Today (technically yesterday, but I think it doesn't count as yesterday until I go to sleep.) was Sunday. Sunday means church.
I was able to go to my old, comfortable church for the first time in about a month. It was refreshing to have the familiar liturgy and see people I hadn't seen in a while. I saw some of my old students, and played with children. I prefer that to "adult" conversations most days anyway. Service was spent sitting next to my friend with the most adorable one year old little girl. I get to help "entertain" her when I can go. But mostly I just watched her, finding little bits of God in the wonder of a child.
Afterward we went to a park for a semi-pick nick lunch. Comfortable conversations, helping the baby slide, watching my roommate run and play with the baby... A wonderful peaceful afternoon. Resting and giving rest in the fellowship of the Body of Christ.
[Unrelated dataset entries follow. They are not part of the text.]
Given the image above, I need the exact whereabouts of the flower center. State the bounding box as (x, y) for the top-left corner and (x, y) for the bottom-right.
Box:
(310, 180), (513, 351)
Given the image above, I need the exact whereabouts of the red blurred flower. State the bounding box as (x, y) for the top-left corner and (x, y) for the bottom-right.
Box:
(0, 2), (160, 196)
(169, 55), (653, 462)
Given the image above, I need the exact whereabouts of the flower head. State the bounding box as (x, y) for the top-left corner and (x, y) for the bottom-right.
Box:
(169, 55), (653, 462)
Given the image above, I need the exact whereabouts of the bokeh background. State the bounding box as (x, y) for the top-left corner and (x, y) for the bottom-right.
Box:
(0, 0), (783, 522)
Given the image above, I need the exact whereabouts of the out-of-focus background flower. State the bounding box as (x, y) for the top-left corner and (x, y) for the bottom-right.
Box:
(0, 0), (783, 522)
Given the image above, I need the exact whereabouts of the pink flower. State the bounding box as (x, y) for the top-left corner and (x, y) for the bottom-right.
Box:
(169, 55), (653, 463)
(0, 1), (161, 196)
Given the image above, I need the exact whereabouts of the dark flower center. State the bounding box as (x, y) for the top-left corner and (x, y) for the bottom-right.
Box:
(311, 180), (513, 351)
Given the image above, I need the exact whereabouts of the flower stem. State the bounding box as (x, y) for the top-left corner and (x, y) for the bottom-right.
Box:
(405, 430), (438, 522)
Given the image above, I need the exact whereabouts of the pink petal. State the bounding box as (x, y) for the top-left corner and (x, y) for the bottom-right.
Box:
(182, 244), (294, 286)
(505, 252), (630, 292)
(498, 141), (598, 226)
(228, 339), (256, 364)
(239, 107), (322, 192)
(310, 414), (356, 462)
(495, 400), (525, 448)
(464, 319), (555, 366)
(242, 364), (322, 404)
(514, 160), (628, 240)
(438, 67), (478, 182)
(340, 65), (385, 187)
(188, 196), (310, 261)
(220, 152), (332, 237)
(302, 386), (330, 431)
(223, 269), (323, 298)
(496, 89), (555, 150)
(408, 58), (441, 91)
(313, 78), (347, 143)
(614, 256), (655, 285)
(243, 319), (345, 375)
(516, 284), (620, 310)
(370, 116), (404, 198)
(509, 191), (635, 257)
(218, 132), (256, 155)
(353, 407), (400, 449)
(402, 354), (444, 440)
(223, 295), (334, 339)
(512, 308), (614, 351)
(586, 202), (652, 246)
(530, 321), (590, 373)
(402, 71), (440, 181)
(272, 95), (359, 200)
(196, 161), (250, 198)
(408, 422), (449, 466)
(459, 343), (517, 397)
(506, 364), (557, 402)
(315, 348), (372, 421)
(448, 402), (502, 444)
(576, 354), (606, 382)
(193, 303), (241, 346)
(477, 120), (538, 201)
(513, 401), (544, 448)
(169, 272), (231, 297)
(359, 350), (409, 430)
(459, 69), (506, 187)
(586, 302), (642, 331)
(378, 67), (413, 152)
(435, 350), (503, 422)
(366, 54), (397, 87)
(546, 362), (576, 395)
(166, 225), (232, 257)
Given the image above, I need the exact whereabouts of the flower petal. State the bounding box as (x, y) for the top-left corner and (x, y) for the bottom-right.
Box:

Coming home I read a blog from another friend of mine, where she had a link to a song she was doing in class. It was a country song I had never heard before, but it awoke a longing in my soul for things of the past, of when I was young and grew up on country music. I spent some time surfing YouTube for old (being a relative term) country songs from my childhood. And a strange peace, and yet an unspeakable longing engulfed me. Country songs that speak of love, and longing. Pieces of my past that reflect the future I dream of. The chords remind me that I'm still a country girl at heart. And the peace whispers that what I'm really missing is the intimacy we had with God in Eden. And my heart worships in a way I couldn't do in a church.
Is it weird to worship while listening to country music? Or while watching a child play with rocks?
Not so far into my journey into the past, I check my cell phone and realize that my friend has e-mailed me. She wants to know if I'm free. There's a place she want's to go in Tokyo and doesn't want to go alone. I think of how I should be more responsible with my money, I should rest and I reply back, "sure, I'll go with you." After all, she is more important than money.
We ride the trains in comfortable chatter. I'm happy to know my Japanese is good enough now to talk like this. We dream of her being able to come and visit America with me this summer. Or being able to visit another friend in Osaka in the Fall. Just being together. It's fun. I go with her so she can buy stuff for the latest Korean pop idol. I think she's slightly crazy, but I'm crazy about different things, so we all have our "idols."
We wander around Shibuya after she makes her purchases. We run across a small cafe called "amber." So what else is there to do other than try it out. It was a cute little place, unfortunately smelling of cigarette smoke, but the food was good. (I had a quite tasty avocado gratin made with a soy based cream sauce with plenty of garlic) Easy conversation in a novel place. I got to keep a coaster, and the employees got a kick out of the fact that I had the same name as the restaurant. Maybe I'll go back on my birthday and get a dessert set.
More wandering and we find some game centers to play around in. We manage to find a nice employee who "arranged" some prizes for us so we could win them easily. I got a nice stuffed animal. A really cute otter.
Coming home in the rain, the peace stays with me. I shouldn't feel rested, but yet I do. I feel content in a day of unusual worship and blessings and fellowship.
And now I'm listening to some more country music and longing for heaven.
Maybe not your idea of worship and rest, but I feel closer to God today than I have in a while.